Блохин-Свердлин передал Ковалева чуть ли на с рук на руки длинному — едва ли не вровень с самим Виктором Семеновичем — облезлому солдатику в потрепанной австрийской шинельке и картузе-финке, придававших ему нездешний, странноватый вид. Солдатик и был нездешний, бормотал несмело и как-то виновно:
— Мельхиор, интернационалист, Аустрия... Простить, еще плоко ковору по-русски, но будь-ем э-э... цузамен работай?! И, и, арбайтен, арбийтен, тофарищ!
— Ну, хорошо, хорошо, — усмехнулся Ковалев, не скрывая волнения от встречи с давним поэтапником Блохиным-Свердлиным, радуясь всем другим товарищам, с которыми придется работать теперь совместно, да и не только работать, но, возможно, и стоять под пулями плечом к плечу, как стояли когда-то они на баррикадах в девятьсот пятом. Рад был и тому, что в комитете привечают военных, в лице представителя городской комендатуры поручика Арнаутова, но и австрийского военнопленного, в этом — залог будущего социального и межнационального мира, как в теории...
А это — кто?
В уголке сидел и улыбался открыто еще один мужчина в расстегнутом широком зипуне и казачьей фуражке, ждал своей очереди поручкаться с земляком Ковалевым. Обличье было до того местное, что Ковалев с довольной усмешкой обнял станичника:
— А говорили, что тут казаков нету?
— Ну как же! Во всяком ковчеге должен же быть и наш брат! — И представился: — Иван Тулак, урядник бывший, только что из Енисейской губернии, браток! Не одним ли эшелоном ехали?
— Все может быть! — рассмеялся Ковалев. И тут заметил еще Гроднера, недавнего своего знакомца но Каменской, тоже из окружного комитета, широкоплечего, мощного мужчину.
— А вы, Гроднер, вроде того ежа из сказки, что однажды зайца на спор обогнал! Когда успели прибыть?
— Все шутите, Виктор Семенович? Не надо было в Новочеркасске задерживаться, вот бы и не отстали, — сказал Гроднер, почему-то не принимая шутки. — Рассказали бы лучше, как там ваш казачий форум проходил. Вы же прямо оттуда?
— Да, да, Ковалев! — окликнул издали бородатый Васильченко. — Это в первую очередь: твой доклад о Новочеркасском генеральско-офицерском сброде! Это ведь акт отнюдь не местного значения, если туда сам Гучков наведывался!

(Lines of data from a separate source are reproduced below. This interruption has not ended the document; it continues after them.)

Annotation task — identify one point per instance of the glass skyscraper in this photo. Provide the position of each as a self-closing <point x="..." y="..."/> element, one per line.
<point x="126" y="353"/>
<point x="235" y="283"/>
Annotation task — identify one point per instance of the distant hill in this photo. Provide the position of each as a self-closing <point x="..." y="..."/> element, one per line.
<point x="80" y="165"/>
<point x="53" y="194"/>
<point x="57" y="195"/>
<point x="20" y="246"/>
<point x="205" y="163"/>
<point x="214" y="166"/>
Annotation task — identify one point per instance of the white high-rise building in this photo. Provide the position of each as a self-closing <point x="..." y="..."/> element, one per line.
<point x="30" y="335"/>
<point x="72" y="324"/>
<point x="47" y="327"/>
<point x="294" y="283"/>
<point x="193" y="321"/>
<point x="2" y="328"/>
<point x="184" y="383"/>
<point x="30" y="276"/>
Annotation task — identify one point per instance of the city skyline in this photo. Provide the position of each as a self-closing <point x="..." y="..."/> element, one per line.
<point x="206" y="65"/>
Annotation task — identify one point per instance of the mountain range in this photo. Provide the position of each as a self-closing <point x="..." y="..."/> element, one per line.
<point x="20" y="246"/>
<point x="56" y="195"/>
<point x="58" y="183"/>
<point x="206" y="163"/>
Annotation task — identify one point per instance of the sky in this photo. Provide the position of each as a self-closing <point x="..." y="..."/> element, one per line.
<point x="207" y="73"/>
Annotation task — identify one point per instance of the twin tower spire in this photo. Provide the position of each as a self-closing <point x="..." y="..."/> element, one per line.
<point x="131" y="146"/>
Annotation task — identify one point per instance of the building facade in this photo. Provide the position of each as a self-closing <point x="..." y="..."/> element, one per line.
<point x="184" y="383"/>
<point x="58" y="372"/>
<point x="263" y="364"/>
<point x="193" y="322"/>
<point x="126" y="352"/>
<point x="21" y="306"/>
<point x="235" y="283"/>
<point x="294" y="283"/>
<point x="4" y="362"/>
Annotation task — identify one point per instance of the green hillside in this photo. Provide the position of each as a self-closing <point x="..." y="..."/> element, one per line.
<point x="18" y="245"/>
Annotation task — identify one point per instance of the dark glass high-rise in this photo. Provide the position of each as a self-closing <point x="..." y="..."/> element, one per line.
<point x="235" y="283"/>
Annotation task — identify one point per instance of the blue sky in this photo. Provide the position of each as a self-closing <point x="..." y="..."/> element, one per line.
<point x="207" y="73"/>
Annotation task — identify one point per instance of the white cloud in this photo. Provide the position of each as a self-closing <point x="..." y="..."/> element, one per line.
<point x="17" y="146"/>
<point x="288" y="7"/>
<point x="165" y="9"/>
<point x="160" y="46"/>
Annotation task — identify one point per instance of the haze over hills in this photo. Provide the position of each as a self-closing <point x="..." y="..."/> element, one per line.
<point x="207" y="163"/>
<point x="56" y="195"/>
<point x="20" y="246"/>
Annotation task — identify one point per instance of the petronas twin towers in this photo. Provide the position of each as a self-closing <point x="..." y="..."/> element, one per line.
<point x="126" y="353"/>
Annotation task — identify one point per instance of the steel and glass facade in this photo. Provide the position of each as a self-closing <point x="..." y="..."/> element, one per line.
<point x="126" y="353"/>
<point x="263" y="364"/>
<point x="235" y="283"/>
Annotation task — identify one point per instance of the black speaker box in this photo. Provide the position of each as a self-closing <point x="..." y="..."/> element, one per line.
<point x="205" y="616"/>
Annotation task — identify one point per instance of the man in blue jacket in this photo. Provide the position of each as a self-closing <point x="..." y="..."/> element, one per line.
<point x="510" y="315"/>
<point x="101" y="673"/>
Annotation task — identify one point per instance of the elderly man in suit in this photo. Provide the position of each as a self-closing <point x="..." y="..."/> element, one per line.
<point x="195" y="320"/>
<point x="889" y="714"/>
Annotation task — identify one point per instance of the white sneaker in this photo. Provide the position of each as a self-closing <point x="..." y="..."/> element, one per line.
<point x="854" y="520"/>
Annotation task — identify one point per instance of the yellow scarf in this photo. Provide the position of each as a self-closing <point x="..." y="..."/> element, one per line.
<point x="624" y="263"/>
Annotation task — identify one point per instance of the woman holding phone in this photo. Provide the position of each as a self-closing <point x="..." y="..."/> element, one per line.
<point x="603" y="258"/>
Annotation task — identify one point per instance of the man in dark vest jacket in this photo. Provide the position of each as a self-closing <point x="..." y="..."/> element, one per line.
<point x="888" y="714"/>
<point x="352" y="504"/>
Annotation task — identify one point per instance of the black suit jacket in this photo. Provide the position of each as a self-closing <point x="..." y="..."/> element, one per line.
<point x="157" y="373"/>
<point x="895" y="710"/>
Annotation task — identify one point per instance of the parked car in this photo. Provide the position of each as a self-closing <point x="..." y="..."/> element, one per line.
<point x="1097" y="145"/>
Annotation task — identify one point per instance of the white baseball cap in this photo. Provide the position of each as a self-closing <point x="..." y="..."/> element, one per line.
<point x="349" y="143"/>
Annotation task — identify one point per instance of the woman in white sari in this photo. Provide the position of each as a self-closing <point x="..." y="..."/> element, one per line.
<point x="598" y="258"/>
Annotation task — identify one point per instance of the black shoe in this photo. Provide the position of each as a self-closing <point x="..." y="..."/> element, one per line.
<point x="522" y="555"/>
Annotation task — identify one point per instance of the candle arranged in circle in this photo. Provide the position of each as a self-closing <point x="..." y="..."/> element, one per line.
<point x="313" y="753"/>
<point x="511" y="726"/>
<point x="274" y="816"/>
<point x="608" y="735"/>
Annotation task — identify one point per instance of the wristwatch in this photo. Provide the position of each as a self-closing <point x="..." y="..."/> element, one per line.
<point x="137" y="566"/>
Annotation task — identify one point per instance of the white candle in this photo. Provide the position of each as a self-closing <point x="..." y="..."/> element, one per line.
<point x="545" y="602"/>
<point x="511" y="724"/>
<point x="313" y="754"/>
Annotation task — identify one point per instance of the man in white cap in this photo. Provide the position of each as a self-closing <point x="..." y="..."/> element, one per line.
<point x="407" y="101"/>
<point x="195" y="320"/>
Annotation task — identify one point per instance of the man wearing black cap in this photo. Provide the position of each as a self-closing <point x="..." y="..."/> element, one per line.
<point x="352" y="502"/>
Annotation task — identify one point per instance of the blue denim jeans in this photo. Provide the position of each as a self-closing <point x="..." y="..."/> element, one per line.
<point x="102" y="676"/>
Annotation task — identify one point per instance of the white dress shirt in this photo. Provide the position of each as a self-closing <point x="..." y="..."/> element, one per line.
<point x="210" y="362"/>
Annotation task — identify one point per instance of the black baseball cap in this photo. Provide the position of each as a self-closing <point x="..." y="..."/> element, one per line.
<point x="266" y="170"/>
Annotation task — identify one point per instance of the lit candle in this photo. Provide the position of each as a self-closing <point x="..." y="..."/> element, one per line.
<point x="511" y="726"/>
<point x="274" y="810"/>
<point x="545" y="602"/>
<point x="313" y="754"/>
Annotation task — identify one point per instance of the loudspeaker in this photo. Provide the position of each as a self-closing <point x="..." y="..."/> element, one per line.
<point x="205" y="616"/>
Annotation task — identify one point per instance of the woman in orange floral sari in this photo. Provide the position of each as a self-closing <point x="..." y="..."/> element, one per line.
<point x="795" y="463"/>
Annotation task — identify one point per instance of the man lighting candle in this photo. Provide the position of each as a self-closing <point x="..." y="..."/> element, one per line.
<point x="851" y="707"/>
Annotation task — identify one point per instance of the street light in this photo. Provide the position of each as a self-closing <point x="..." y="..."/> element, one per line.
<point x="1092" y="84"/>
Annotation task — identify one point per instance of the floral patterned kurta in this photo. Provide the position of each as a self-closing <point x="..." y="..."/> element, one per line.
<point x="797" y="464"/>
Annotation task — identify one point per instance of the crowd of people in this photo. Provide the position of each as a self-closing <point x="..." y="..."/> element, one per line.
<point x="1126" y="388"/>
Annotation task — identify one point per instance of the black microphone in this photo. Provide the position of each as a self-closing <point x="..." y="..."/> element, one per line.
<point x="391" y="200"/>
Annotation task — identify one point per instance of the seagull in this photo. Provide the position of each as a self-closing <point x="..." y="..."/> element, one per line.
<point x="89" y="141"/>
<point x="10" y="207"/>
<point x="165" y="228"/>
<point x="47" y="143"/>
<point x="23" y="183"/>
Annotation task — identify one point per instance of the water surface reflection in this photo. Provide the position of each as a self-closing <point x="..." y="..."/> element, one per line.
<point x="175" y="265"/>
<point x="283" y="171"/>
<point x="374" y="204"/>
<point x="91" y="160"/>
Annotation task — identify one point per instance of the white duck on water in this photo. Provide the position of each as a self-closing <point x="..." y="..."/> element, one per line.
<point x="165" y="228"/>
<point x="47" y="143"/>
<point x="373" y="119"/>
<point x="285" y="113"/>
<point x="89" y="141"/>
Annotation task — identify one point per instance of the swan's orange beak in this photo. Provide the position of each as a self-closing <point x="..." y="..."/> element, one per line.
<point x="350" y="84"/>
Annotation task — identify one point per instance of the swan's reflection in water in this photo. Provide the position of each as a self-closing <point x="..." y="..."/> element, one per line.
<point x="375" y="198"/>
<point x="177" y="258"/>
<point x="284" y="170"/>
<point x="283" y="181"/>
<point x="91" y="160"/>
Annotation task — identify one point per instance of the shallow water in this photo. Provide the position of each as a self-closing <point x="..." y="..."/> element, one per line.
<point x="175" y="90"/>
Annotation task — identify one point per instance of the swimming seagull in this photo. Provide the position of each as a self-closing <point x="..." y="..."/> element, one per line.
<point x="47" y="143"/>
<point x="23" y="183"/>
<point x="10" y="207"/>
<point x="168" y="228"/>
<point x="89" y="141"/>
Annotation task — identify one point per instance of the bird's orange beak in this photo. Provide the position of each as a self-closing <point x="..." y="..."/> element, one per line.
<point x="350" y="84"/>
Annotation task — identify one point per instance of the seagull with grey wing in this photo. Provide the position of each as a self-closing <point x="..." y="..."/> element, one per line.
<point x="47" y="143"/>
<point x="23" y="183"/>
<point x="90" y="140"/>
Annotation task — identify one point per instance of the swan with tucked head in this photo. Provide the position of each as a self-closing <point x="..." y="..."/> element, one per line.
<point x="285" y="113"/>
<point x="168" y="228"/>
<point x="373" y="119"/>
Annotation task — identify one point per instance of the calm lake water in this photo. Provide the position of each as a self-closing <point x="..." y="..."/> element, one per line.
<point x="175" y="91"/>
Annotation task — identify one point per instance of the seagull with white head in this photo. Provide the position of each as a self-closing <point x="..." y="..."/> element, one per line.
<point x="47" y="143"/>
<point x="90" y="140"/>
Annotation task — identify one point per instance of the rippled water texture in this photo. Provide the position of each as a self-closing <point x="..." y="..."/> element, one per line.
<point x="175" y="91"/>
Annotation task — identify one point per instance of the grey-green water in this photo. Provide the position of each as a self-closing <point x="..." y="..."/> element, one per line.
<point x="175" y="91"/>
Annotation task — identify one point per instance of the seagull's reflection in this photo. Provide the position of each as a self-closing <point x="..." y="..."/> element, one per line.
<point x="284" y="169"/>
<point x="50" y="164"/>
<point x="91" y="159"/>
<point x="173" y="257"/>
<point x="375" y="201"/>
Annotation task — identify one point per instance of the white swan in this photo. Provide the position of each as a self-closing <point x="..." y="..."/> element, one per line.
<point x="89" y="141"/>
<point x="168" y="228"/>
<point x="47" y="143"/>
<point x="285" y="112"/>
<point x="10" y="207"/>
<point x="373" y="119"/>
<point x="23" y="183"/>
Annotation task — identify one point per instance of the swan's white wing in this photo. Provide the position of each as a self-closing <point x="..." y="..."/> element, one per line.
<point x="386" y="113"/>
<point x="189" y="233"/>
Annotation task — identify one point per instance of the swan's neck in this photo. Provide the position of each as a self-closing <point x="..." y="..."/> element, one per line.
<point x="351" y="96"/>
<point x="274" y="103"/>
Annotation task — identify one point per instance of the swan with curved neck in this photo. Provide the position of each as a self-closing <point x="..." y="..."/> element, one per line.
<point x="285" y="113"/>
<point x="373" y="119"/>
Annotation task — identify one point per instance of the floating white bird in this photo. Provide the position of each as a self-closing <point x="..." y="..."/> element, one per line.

Подбежал Френкель и потребовал, чтобы Ковалев написал для газеты подробный отчет о решениях казачьего съезда, со своими комментариями, конечно. Тянул за длинную руку:
— Пойдем ко мне! Тут все равно без Сырцова не начнут, есть еще у нас немного времени!
— Вот статей, по правде, я еще в жизни не писал, — несколько оробел Ковалев.
— Ничего, брат, научим! — смеялся Френкель. — Дело нехитрое, зато нужное! А с Гроднером, брат, лучше не связывайся, человек он не общительный и обидчивый сверх всякой меры! Так. Значит, Каледина выбрали атаманом? Это для рабочих и мировой революции хорошо или плохо? Вот с этого и начинай, это главное.